Wealth managers still hold bond funds in their clients' portfolios to diversify them and provide some income. Cowan recently reduced Quilter Monthly Income’s investment-grade exposure after government bond yields moved lower in the second quarter, opting for strategic bond funds whose flexible mandates allow their managers to move up and down the credit spectrum as they see fit. Examples include Allianz Strategic Bond (GB00B06T9362) and Federated Hermes Unconstrained Credit (IE00BFB40P04).  

Traditional investment-grade bonds are more skewed to macroeconomic risks than lower-grade forms of credit, which means that any rise or anticipated rise in interest rates can have a greater impact on their prices. Chris Ainscough, portfolio manager at Charles Stanley, likes bottom-up credit funds such as Schroder Strategic Credit (GB00B11DP098) which focuses on credit-specific risk rather than traditional investment-grade bonds. He says: “This fund will stay structurally light in duration and is reliant on the managers' skills in delivering alpha in credit selection.”

 

Alternatives

For inflation protection, core infrastructure funds HICL Infrastructure (HICL) and International Public Partnerships (INPP) have 0.8 per cent and 0.78 per cent inflation sensitivity, respectively, as we explained in 'The big rebuild' (IC, 20 August 2021). This is due to the majority of their revenues coming from government-backed inflation-linked contracts. 

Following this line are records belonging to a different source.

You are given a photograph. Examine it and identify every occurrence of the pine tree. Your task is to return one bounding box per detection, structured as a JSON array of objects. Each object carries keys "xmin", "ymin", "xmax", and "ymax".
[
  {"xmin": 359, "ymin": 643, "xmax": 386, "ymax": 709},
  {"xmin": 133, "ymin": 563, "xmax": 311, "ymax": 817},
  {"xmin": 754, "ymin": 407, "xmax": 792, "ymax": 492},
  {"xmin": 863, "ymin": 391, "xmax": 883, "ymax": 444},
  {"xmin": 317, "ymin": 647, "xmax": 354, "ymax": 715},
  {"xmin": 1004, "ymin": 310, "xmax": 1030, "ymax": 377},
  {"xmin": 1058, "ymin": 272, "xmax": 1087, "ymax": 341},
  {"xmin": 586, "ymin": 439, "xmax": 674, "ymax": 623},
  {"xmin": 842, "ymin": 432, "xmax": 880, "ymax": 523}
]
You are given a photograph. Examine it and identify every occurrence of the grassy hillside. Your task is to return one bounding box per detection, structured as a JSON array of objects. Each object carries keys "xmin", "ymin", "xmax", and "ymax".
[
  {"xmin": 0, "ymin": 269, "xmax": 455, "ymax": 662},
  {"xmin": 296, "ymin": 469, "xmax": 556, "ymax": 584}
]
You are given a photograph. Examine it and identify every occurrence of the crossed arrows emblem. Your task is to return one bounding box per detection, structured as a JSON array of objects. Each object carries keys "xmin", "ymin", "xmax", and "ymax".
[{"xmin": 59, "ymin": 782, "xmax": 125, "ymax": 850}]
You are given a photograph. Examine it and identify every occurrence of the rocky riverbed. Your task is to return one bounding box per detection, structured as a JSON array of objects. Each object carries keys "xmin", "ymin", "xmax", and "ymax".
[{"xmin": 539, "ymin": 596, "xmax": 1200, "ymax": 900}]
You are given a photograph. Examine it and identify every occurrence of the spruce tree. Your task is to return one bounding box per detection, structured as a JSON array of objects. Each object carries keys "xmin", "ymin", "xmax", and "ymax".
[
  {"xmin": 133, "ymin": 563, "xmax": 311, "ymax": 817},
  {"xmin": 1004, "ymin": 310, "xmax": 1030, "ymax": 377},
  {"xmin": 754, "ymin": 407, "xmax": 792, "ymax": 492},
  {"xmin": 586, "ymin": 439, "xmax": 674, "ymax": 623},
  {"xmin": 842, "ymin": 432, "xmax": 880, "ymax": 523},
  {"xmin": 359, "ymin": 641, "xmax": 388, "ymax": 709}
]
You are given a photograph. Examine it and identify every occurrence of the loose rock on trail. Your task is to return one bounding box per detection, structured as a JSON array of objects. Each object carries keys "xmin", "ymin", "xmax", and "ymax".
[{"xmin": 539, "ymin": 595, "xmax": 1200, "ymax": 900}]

However, Ainscough suggests that listed equity infrastructure is the best income investment for inflation. Charles Stanley holds FTF ClearBridge Global Infrastructure Income (GB00BZ01WT03), which Ainscough says benefits from investing in companies that own hard assets where regulatory or contractual frameworks provide visibility over future cash flows. Roughly 90 per cent of this fund's holdings have a direct or indirect link to inflation.

Infrastructure trusts are a rapidly growing area with attractive income opportunities. But although there are several attractive options, make sure that you are aware of their risks. As Nick Greenwood, manager of Miton Global Opportunities (MIGO), pointed out in a recent Investors’ Chronicle podcast, a lot of money has flooded into renewable energy infrastructure trusts very quickly and left them with reasonably concentrated shareholder bases. Greenwood says that if the investment climate changes, there is a risk that these trusts could sell off. 

Oliver says the latest change Canaccord Genuity has made to its income portfolios is adding Cordiant Digital Infrastructure (CORD) and Digital 9 Infrastructure (DGI9), taking advantage of recent share issuance by both companies. Participating in share issues can be an effective way to access infrastructure trusts at reduced premia to net asset values.